Breastfeeding burns roughly 450 to 500 extra calories per day for women who are exclusively nursing, according to the National Institutes of Health. That’s comparable to a moderate 45-minute run, and it happens without leaving the couch. The actual number varies depending on how much milk you’re producing, your baby’s age, and whether you’re supplementing with formula.
Where the Calorie Burn Comes From
Your body doesn’t just passively release breast milk. It actively manufactures it, pulling from your energy reserves to convert nutrients into a living fluid tailored to your baby. Human breast milk averages about 20 calories per ounce, though it naturally fluctuates between 12 and 32 calories per ounce depending on the time of day, stage of feeding, and your diet. A baby consuming 25 ounces a day is drawing roughly 500 calories’ worth of milk from your body, and producing that milk requires energy on top of what ends up in the bottle or breast.

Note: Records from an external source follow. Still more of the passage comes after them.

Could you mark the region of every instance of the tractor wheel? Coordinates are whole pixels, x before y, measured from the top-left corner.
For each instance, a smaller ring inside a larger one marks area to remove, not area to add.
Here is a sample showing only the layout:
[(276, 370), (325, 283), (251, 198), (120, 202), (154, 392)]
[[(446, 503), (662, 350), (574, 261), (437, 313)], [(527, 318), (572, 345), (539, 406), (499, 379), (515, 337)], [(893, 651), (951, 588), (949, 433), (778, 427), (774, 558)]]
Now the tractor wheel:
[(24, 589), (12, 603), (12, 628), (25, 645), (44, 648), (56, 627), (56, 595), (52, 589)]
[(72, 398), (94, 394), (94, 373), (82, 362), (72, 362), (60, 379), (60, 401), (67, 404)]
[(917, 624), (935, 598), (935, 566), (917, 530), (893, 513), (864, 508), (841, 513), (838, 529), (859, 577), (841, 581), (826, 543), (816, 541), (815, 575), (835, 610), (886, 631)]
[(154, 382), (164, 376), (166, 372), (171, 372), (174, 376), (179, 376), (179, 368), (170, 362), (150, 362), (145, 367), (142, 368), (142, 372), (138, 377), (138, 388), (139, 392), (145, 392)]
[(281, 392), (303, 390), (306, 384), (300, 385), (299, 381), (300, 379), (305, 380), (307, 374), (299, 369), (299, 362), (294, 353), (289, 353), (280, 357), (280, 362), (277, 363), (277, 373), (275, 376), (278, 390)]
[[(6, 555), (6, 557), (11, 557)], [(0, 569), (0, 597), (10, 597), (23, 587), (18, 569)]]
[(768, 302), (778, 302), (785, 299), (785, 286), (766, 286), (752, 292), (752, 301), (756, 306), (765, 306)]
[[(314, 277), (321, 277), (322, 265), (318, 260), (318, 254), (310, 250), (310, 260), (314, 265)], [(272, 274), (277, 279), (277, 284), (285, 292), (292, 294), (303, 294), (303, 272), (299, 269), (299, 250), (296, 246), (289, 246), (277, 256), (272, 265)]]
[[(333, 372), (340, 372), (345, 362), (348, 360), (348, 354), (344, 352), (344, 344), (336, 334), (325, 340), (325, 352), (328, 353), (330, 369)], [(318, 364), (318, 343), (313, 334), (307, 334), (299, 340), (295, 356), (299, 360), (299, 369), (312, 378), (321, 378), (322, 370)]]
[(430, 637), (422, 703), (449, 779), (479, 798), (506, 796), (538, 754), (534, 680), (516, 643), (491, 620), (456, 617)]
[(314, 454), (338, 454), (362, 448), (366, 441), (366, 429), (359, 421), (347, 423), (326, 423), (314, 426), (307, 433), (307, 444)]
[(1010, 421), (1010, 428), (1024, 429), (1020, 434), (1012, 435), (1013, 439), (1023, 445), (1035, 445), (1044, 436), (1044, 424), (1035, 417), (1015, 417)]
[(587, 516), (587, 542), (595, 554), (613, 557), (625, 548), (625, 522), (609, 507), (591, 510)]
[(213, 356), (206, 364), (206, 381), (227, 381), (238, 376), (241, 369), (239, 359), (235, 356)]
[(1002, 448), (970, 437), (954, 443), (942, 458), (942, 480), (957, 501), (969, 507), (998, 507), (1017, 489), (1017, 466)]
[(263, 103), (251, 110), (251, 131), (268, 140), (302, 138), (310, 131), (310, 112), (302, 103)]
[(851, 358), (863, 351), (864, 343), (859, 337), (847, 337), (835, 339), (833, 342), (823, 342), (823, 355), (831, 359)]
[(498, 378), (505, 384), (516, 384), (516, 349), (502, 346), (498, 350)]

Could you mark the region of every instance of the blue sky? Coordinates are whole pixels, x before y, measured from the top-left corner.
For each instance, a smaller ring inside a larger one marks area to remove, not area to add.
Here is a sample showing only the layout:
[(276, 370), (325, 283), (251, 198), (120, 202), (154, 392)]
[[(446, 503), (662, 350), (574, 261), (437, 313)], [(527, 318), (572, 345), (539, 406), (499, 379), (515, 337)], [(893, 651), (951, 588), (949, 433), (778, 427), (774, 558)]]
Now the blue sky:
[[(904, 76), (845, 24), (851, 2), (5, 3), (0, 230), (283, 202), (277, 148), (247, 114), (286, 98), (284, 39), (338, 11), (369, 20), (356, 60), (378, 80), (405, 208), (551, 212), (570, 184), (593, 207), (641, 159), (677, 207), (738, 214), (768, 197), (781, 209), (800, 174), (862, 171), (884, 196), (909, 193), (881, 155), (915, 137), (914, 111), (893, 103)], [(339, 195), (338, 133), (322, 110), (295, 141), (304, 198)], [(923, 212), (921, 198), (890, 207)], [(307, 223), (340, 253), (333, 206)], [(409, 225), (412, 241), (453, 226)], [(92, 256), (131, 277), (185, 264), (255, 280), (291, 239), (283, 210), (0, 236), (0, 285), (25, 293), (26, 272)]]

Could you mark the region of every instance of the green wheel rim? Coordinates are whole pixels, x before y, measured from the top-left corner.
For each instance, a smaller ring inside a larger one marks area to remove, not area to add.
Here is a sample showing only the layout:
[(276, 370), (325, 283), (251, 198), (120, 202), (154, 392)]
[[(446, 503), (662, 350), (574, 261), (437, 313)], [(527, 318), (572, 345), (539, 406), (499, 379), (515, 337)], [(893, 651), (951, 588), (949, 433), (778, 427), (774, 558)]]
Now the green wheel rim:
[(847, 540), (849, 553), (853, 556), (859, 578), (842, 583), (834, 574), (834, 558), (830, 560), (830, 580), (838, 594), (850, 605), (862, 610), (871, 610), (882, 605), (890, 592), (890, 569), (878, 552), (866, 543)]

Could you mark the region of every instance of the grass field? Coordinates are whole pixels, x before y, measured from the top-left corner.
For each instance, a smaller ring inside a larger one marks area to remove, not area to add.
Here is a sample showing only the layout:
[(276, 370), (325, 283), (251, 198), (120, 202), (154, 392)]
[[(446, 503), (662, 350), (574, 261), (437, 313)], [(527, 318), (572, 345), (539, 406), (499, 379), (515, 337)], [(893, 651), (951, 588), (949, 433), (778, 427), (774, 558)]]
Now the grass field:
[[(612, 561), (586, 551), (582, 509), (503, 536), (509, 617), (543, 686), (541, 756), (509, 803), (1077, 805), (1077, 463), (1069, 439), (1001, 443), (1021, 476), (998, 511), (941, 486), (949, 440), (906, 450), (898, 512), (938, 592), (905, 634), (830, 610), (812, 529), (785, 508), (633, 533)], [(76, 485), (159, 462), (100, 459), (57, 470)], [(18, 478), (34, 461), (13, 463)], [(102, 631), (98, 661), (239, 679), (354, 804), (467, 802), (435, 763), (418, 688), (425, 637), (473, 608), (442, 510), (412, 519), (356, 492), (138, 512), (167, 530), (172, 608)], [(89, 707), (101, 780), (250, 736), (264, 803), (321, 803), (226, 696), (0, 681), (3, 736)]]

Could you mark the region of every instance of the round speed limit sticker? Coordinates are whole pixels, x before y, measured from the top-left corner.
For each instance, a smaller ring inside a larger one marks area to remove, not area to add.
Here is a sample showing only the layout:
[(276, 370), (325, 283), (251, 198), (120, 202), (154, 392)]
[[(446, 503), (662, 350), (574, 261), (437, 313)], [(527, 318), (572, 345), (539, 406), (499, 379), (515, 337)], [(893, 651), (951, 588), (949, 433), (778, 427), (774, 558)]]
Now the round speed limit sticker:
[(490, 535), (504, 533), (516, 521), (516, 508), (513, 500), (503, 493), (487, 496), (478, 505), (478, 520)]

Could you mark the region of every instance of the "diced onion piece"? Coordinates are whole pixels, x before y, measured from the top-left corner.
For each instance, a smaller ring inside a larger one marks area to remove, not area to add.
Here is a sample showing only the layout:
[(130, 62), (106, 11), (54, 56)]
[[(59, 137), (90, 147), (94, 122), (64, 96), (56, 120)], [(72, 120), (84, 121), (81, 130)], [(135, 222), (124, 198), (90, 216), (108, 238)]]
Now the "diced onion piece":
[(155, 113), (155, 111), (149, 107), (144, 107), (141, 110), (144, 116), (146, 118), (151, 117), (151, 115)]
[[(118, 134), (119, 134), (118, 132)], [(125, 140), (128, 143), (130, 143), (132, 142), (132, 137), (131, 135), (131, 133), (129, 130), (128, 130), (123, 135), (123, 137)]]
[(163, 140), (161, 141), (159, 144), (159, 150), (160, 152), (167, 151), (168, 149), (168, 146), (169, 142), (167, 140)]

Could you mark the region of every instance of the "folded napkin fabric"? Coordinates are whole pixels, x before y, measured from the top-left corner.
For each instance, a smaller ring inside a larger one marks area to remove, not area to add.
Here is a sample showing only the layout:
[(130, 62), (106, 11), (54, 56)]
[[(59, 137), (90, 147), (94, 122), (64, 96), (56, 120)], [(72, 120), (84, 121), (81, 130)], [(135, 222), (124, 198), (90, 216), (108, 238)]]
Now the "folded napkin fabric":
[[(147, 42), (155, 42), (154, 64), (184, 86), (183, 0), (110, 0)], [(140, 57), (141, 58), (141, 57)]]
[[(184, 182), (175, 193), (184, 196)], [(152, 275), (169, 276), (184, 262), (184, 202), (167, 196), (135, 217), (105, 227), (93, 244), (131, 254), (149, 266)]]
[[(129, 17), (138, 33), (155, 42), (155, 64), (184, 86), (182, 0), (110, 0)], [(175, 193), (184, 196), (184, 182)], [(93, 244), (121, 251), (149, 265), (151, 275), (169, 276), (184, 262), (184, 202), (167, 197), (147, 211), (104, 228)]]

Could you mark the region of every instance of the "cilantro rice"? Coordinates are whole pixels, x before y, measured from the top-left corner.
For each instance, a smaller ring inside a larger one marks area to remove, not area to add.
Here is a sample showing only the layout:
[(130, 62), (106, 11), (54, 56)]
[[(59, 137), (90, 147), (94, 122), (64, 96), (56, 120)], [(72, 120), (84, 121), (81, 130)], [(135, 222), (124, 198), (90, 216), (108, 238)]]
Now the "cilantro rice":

The hormones released during breastfeeding also shift your metabolism. Oxytocin, which surges each time your baby latches, does more than trigger the let-down reflex. It stimulates digestive and metabolic processes, increasing nutrient absorption and optimizing how your body uses the food you eat. Breastfeeding also raises levels of thyroid-stimulating hormone, which plays a role in regulating your metabolic rate. These hormonal shifts help your body redirect energy toward milk production efficiently, which is part of why breastfeeding mothers often feel hungrier and thirstier than usual.
What Changes the Number
The 450 to 500 calorie figure assumes exclusive breastfeeding of a single infant. Several factors push that number up or down.
- How much milk your baby takes. Newborns rely entirely on breast milk for nutrition, so the first six months typically represent the highest calorie expenditure. Once your baby starts solid foods, milk production gradually decreases, and so does the energy cost.
- Exclusive vs. partial breastfeeding. If you’re supplementing with formula, your body produces less milk and burns fewer calories. A mother who breastfeeds half the time and formula-feeds the other half will burn closer to 200 to 250 extra calories daily.
- Twins or multiples. More babies means more milk. Your body works harder to meet the demand, significantly increasing your calorie expenditure.
- Your body size and metabolism. The CDC notes that the number of additional calories needed is affected by age, body mass index, and activity level.
How Many Extra Calories You Should Eat
The CDC recommends that well-nourished breastfeeding mothers eat an additional 330 to 400 calories per day compared to what they were eating before pregnancy. That’s intentionally lower than the 450 to 500 calories breastfeeding burns. The small deficit accounts for fat stores accumulated during pregnancy, allowing for gradual weight loss without compromising milk supply.
This doesn’t mean you should aggressively restrict calories. Eating too little can reduce your milk production and leave you exhausted. The goal is to eat enough to fuel both your body and your baby’s needs while letting your pregnancy weight come off slowly. Most women find that their appetite naturally guides them close to the right intake, especially since the hormonal changes during breastfeeding tend to increase hunger and thirst.
Breastfeeding and Postpartum Weight Loss
The extra calorie burn does translate to real weight loss, but the timeline may not match your expectations. Research published in the European Journal of Midwifery found that exclusive breastfeeding had a more significant impact on weight loss during the first six to eight weeks postpartum compared to not breastfeeding. After that initial period, the pace of weight loss between breastfeeding and non-breastfeeding women evened out.
The longer-term picture is more nuanced. At one year postpartum, breastfeeding women in the same study had lower BMI, less subcutaneous fat, and lower obesity risk than non-breastfeeding women, even though their rate of weight loss wasn’t dramatically different in the later months. In other words, breastfeeding appears to change body composition favorably over time, not just total pounds on the scale. Both groups had smaller waist circumferences at one year, but only the breastfeeding group showed measurable reductions in fat tissue thickness.
It’s worth noting that some women don’t lose weight while breastfeeding, and that’s normal too. The hormonal environment of lactation can cause some bodies to hold onto fat reserves as a biological safeguard for milk production. Weight loss typically accelerates for these women after weaning.
How the Burn Changes Over Time
The calorie expenditure from breastfeeding isn’t constant across your nursing journey. In the first few weeks, your milk supply is being established and your baby is feeding frequently but in small amounts. By around one month, most babies settle into a more predictable pattern, and your body reaches a steady production level that represents peak calorie expenditure.
This peak generally holds through the first six months while your baby is exclusively breastfed. Once solid foods enter the picture, usually around six months, your baby gradually takes less milk at each feeding. By nine to twelve months, many babies get a significant portion of their nutrition from food, and your calorie burn from breastfeeding may drop to 200 to 300 calories per day. By the time a toddler is nursing just once or twice a day, the additional energy cost is minimal.